Nigerien officials believe their ethnic-integration efforts have left the Tuareg less disenfranchised than they were in Mali.
“You can see that the problems are not the same,” Nigerien cabinet deputy director Alkache Akhada, a Tuareg, told Reuters. “You have Tuareg in every region of Niger, and this is not the case in Mali. In Niger, there is an ethnic mixing.”
Yet even in the south, Tuareg are more likely to be destitute than members of other Nigerien ethnic groups, explained a Canadian development worker who’s worked with Tuareg long enough to learn their language, Tamajaq.
“The Tuareg are very prideful. They used to be kings of the land. They controlled the trade routes. They had it all,” explained the worker, requesting anonymity due to her organization’s security policy. Conventional employment and sedentary farming do not jibe with the Tuareg lifestyle, she said.

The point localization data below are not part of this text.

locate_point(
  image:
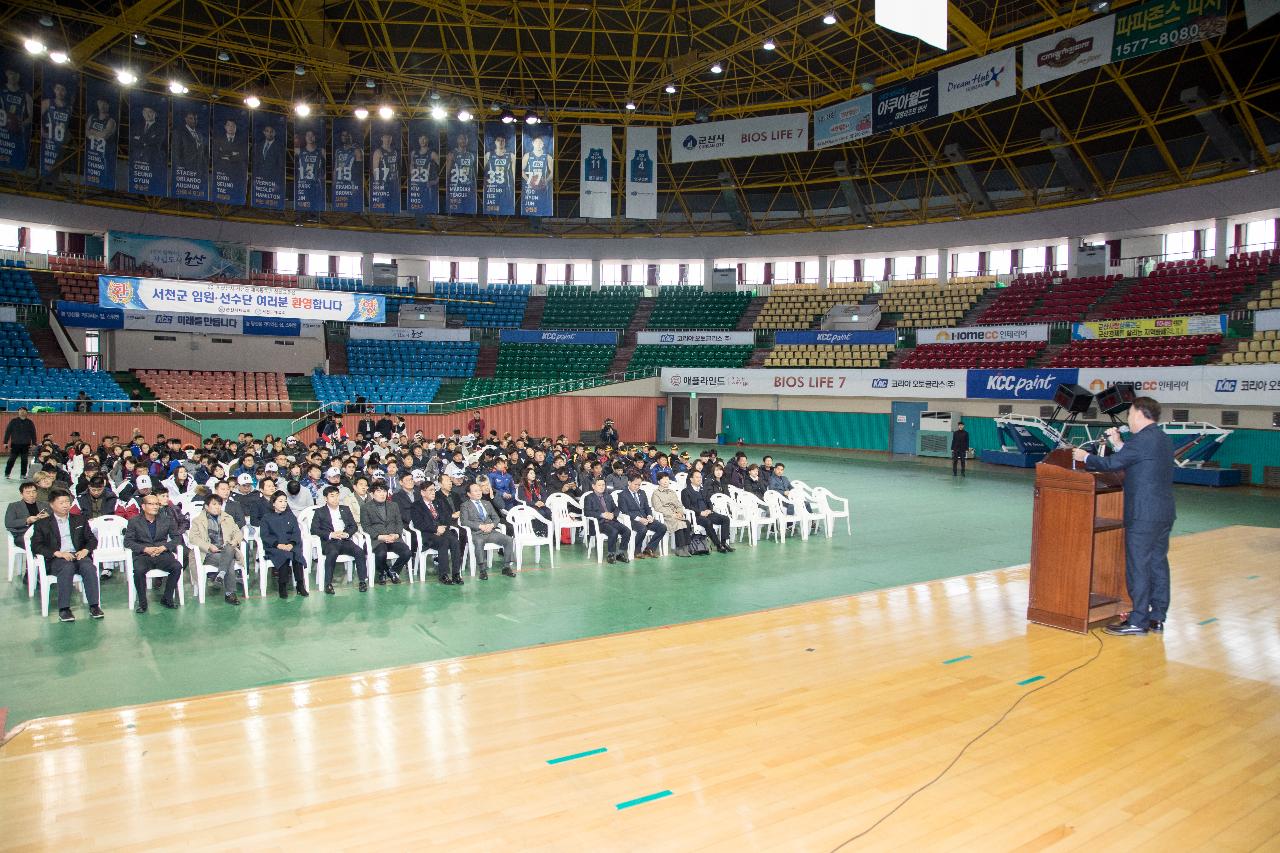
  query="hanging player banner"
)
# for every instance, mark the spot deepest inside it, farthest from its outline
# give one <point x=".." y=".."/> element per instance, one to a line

“As a result, the Tuareg have not adjusted well to the fact they’re in a different position. They’re pretty much 30 years behind when it comes to education.”
Progress, however, is being made. Niger now has a Tuareg prime minister, Brigi Rafini, and Tuareg leaders no longer lament the end of the nomadic past.
“Before, the Tuareg didn’t believe in school. Now, we’re getting trained,” said Moussa Issa, chief of the Tuareg village of Tagentassou, speaking through an interpreter. “The prime minister is a Tuareg. We have educated leaders. And we are getting along with everyone well.”
In a nation where peaceful coexistence between groups appears to be a societal norm, this is no small measure of success.